The paper tackles the problem of maximizing a monotone submodular function under a cardinality constraint by developing an algorithm that achieves state-of-the-art empirical performance and theoretical properties, including query complexity of O(n), adaptivity of O(log(n)), and an approximation ratio of nearly 1-1/e, while outperforming the previous best algorithm FAST in runtime, adaptive rounds, queries, and objective values across six functions.

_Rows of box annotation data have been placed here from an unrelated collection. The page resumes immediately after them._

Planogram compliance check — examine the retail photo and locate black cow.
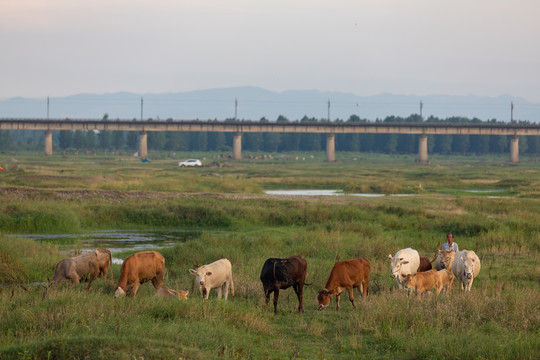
[261,255,307,314]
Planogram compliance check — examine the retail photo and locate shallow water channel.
[16,230,202,264]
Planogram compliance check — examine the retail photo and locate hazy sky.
[0,0,540,102]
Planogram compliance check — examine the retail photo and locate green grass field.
[0,153,540,359]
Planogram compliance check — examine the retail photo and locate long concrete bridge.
[0,119,540,163]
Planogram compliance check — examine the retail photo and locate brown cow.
[49,250,99,289]
[317,257,371,311]
[261,255,307,314]
[96,248,114,286]
[405,269,442,298]
[114,251,165,298]
[416,256,432,272]
[154,285,189,300]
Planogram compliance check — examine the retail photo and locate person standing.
[442,233,459,253]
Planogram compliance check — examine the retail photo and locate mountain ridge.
[0,86,540,122]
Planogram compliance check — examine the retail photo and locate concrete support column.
[510,135,519,162]
[45,130,52,155]
[233,133,242,160]
[139,131,148,159]
[326,134,336,161]
[417,134,428,164]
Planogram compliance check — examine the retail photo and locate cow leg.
[274,288,279,314]
[86,274,96,290]
[264,287,272,305]
[129,281,141,296]
[223,281,229,300]
[293,284,304,312]
[347,286,356,309]
[216,285,223,299]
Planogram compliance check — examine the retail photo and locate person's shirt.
[442,242,459,253]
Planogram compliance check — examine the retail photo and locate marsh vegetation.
[0,153,540,359]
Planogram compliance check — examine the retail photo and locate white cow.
[452,250,480,291]
[189,259,234,300]
[388,248,420,289]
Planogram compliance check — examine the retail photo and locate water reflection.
[14,230,201,264]
[264,190,413,197]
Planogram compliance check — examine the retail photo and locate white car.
[178,159,202,167]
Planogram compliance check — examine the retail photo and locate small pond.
[264,190,414,197]
[13,230,202,264]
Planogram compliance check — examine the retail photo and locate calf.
[189,259,234,300]
[388,248,420,289]
[114,251,165,298]
[154,285,189,300]
[317,257,371,311]
[261,255,307,314]
[405,269,442,298]
[49,250,99,289]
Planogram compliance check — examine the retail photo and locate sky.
[0,0,540,102]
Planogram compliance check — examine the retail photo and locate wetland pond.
[14,230,202,264]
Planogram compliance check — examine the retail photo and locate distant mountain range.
[0,86,540,122]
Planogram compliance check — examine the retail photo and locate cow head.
[189,265,212,297]
[388,255,409,279]
[404,274,416,289]
[176,290,189,300]
[114,287,126,298]
[317,288,332,311]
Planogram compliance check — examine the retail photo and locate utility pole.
[328,99,330,122]
[510,101,514,123]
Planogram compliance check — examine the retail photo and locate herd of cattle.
[48,248,480,313]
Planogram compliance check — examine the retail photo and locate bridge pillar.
[510,135,519,162]
[139,131,148,159]
[416,134,428,164]
[233,133,242,160]
[326,134,336,161]
[45,130,52,155]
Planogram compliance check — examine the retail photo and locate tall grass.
[0,154,540,359]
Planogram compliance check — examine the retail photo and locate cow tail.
[107,251,114,286]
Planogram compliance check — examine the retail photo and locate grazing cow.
[96,248,114,286]
[317,257,371,311]
[388,248,420,289]
[405,269,442,298]
[452,250,480,291]
[261,255,307,314]
[416,256,432,272]
[189,259,234,300]
[154,285,189,300]
[49,250,99,289]
[114,251,165,298]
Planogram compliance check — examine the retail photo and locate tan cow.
[317,257,371,311]
[438,250,456,292]
[189,259,234,300]
[114,251,165,298]
[49,250,99,289]
[96,248,114,286]
[405,269,442,298]
[154,285,189,300]
[452,250,480,291]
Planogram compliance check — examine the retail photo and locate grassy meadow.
[0,153,540,360]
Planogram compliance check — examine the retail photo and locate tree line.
[0,114,540,155]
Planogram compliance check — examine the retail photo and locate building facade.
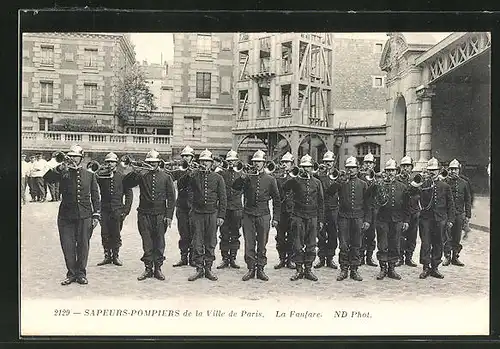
[21,33,135,131]
[380,32,491,193]
[171,33,234,157]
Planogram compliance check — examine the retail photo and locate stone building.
[380,32,491,192]
[172,33,234,157]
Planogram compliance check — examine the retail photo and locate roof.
[333,109,386,129]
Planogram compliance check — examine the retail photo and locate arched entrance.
[390,96,408,161]
[298,133,328,161]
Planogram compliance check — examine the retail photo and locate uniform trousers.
[444,213,465,257]
[377,221,403,263]
[191,212,217,268]
[243,213,271,269]
[399,212,420,259]
[291,215,318,267]
[275,211,293,260]
[175,207,193,257]
[318,209,339,258]
[220,210,243,252]
[419,217,446,268]
[101,210,123,250]
[137,212,168,266]
[339,216,363,267]
[57,217,93,278]
[360,209,377,257]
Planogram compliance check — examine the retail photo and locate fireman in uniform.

For the problem of maximizing a monotone, submodular function with respect to a cardinality constraint $k$ on a ground set of size $n$, we provide an algorithm that achieves the state-of-the-art in both its empirical performance and its theoretical properties, in terms of adaptive complexity, query complexity, and approximation ratio; that is, it obtains, with high probability, query complexity of $O(n)$ in expectation, adaptivity of $O(\log(n))$, and approximation ratio of nearly $1-1/e$. The main algorithm is assembled from two components which may be of independent interest. The first component of our algorithm, LINEARSEQ, is useful as a preprocessing algorithm to improve the query complexity of many algorithms. Moreover, a variant of LINEARSEQ is shown to have adaptive complexity of $O( \log (n / k) )$ which is smaller than that of any previous algorithm in the literature. The second component is a parallelizable thresholding procedure THRESHOLDSEQ for adding elements with gain above a constant threshold. Finally, we demonstrate that our main algorithm empirically outperforms, in terms of runtime, adaptive rounds, total queries, and objective values, the previous state-of-the-art algorithm FAST in a comprehensive evaluation with six submodular objective functions.